Kenji Itao from the University of Tokyo will give a live talk on Wednesday, October 5 at 15 pm in the Salon.
If you would like to attend, please email to firstname.lastname@example.org.
Title: “Explaining universality and diversity in social phenomena using evolutionary simulation”
Societies all over the world are strikingly diverse. However, one can find the similarity in the societies far away from each other and thus, their diversity is patterned. As long as we consider societies composed as human groups, we can expect some general form of interaction between individuals. If this is the case, it is worth considering how the quantitative difference in microscopic human behavior results in different macroscopic structures.
In this talk, I deal with two topics. One is the evolution of kinship structures in clan societies. The other is the transition of social structures driven by gift interactions. For both, by referring to the ethnographic reports, I built the model of people’s interactions therein. Considering long-term social change, evolutionary simulation demonstrates the emergence of characteristic social structures that anthropologists have observed.
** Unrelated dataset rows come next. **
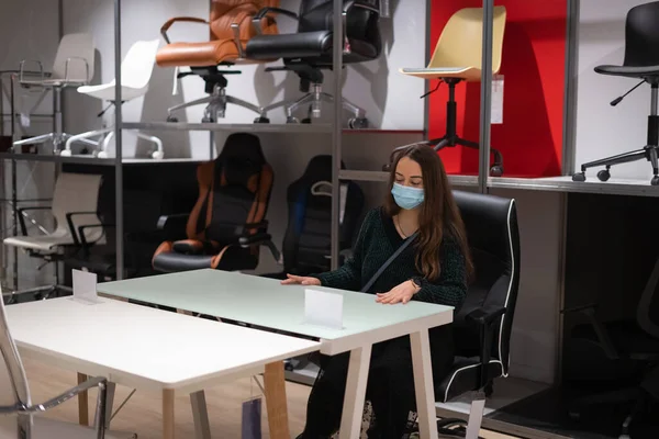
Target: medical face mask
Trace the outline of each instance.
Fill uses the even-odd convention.
[[[409,185],[402,185],[393,183],[391,188],[391,194],[395,204],[401,209],[412,210],[423,203],[423,188],[412,188]]]

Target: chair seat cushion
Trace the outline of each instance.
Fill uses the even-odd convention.
[[[601,75],[625,76],[629,78],[645,78],[648,76],[659,77],[659,66],[610,66],[603,65],[595,67],[595,71]]]
[[[16,418],[0,417],[0,439],[15,439]],[[33,417],[33,439],[96,439],[96,430],[78,424],[64,423],[42,416]],[[135,439],[137,436],[129,432],[105,431],[105,439]]]
[[[238,58],[233,40],[202,43],[171,43],[158,50],[156,63],[160,67],[205,67]]]
[[[454,367],[438,386],[435,386],[435,401],[446,403],[466,392],[477,390],[481,365],[478,357],[456,357]],[[488,378],[494,380],[503,375],[503,367],[499,360],[490,360]]]

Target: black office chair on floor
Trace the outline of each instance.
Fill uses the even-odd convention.
[[[382,53],[378,0],[344,0],[343,44],[344,65],[365,63],[377,59]],[[266,71],[294,71],[300,77],[300,91],[305,93],[294,101],[281,101],[266,106],[267,112],[286,106],[287,123],[297,123],[295,110],[309,105],[309,116],[302,123],[311,123],[312,117],[321,116],[323,101],[333,102],[334,98],[322,91],[323,70],[332,69],[333,64],[333,8],[332,0],[305,0],[300,3],[300,11],[294,12],[280,8],[264,8],[254,18],[259,27],[260,20],[272,13],[281,13],[298,21],[298,33],[256,35],[246,45],[245,56],[249,59],[283,59],[283,67],[268,67]],[[340,76],[337,75],[338,78]],[[311,89],[311,91],[310,91]],[[349,121],[351,128],[368,126],[365,111],[346,99],[342,100],[345,110],[353,113]]]
[[[589,161],[581,165],[581,171],[572,176],[573,181],[585,181],[585,171],[589,168],[604,166],[597,172],[600,181],[611,178],[611,167],[646,159],[652,165],[652,180],[650,184],[659,185],[659,1],[639,4],[627,13],[625,24],[625,59],[622,66],[597,66],[595,71],[601,75],[638,78],[641,81],[627,93],[615,99],[611,105],[617,105],[625,95],[644,82],[651,89],[651,106],[648,116],[647,145],[643,149],[618,154],[617,156]]]
[[[572,329],[573,340],[580,340],[600,347],[607,359],[618,362],[635,362],[641,373],[638,385],[616,389],[606,393],[578,398],[569,407],[572,419],[579,420],[590,406],[633,403],[632,410],[623,421],[621,439],[629,438],[632,421],[639,415],[650,399],[659,401],[659,258],[646,283],[636,308],[636,319],[602,323],[595,313],[596,305],[578,306],[565,309],[581,312],[590,323]],[[596,416],[601,416],[597,413]]]
[[[447,376],[435,378],[435,401],[471,393],[469,421],[437,421],[440,437],[478,434],[493,381],[507,376],[510,342],[520,285],[520,232],[513,199],[453,191],[476,267],[462,306],[456,311],[456,359]],[[377,423],[377,419],[375,419]],[[414,435],[414,432],[412,434]]]

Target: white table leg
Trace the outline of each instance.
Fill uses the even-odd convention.
[[[435,410],[435,390],[433,365],[431,362],[431,339],[428,331],[410,334],[412,364],[414,368],[414,391],[416,393],[416,413],[418,434],[423,439],[437,439],[437,415]]]
[[[340,415],[340,439],[358,439],[361,432],[371,348],[372,346],[368,345],[350,351],[346,395]]]
[[[211,424],[209,423],[209,412],[205,406],[205,394],[203,391],[190,394],[192,405],[192,418],[194,419],[194,438],[211,439]]]

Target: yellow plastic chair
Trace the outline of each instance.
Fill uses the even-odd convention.
[[[494,7],[492,26],[492,74],[501,68],[503,52],[503,33],[505,30],[506,9]],[[477,82],[481,79],[482,65],[483,9],[465,8],[451,15],[444,26],[435,53],[425,68],[401,68],[403,75],[426,80],[440,79],[448,86],[448,102],[446,103],[446,134],[444,137],[428,140],[435,150],[447,146],[461,145],[478,149],[476,142],[460,138],[457,131],[457,104],[455,100],[456,85],[461,81]],[[503,158],[496,149],[491,175],[503,175]]]

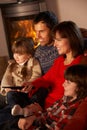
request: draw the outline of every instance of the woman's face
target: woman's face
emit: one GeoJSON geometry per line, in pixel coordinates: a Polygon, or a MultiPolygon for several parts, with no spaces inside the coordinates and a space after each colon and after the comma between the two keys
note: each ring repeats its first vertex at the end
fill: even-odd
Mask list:
{"type": "Polygon", "coordinates": [[[60,34],[56,32],[54,39],[54,46],[57,48],[60,55],[71,52],[69,40],[67,38],[61,38],[60,34]]]}
{"type": "Polygon", "coordinates": [[[64,95],[73,97],[75,99],[77,97],[77,84],[75,82],[71,82],[70,80],[65,80],[63,83],[64,87],[64,95]]]}
{"type": "Polygon", "coordinates": [[[22,64],[29,59],[29,55],[26,53],[25,54],[14,53],[13,57],[18,64],[22,64]]]}

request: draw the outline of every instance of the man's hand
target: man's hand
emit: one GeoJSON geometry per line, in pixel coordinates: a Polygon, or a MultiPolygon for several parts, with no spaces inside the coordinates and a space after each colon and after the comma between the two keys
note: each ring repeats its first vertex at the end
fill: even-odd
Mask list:
{"type": "Polygon", "coordinates": [[[32,126],[35,119],[36,119],[36,116],[34,115],[26,117],[26,118],[20,118],[18,121],[18,127],[21,130],[28,130],[32,126]]]}

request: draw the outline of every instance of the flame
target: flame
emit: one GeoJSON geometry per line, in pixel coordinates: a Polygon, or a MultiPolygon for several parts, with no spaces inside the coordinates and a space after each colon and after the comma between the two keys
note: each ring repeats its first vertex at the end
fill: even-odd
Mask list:
{"type": "Polygon", "coordinates": [[[33,29],[33,20],[19,20],[12,23],[13,32],[11,31],[11,39],[18,37],[32,37],[35,42],[35,48],[39,45],[36,41],[36,33],[33,29]]]}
Then, by examining the parameter dependence of the emergent structures, I provide a phase diagram to explain their environmental dependencies.
Finally, I test the theoretical results by statistical analysis of the cross-cultural database. The study on kinship structure is based on [1, 2], and that on gift is based on .
 K. Itao and K. Kaneko. “Evolution of kinship structures driven by marriage tie and competition.” Proceedings of the National Academy of Sciences, 2020.
 K. Itao and K. Kaneko. “Emergence of Kinship Structures and Descent Systems: Multi-level Evolutionary Simulation and Empirical Data Analyses.” Proceedings of the Royal Society B, 2022.
 K. Itao and K. Kaneko. “Transition of Social Organizations Driven by Gift Relationship.” arXiv, 2022.
Kenji Itao is a Ph.D student at Graduate School of Arts and Sciences, The University of Tokyo.
He received a BS and MS degree in Basic sciences from the University of Tokyo. He applies the method of statistical physics and evolutionary biology to build the abstract model for anthropological phenomena. His research interests are in the emergence of society-level structures from family-level interactions. His research project has focused on kinship structures, family systems and social hierarchies.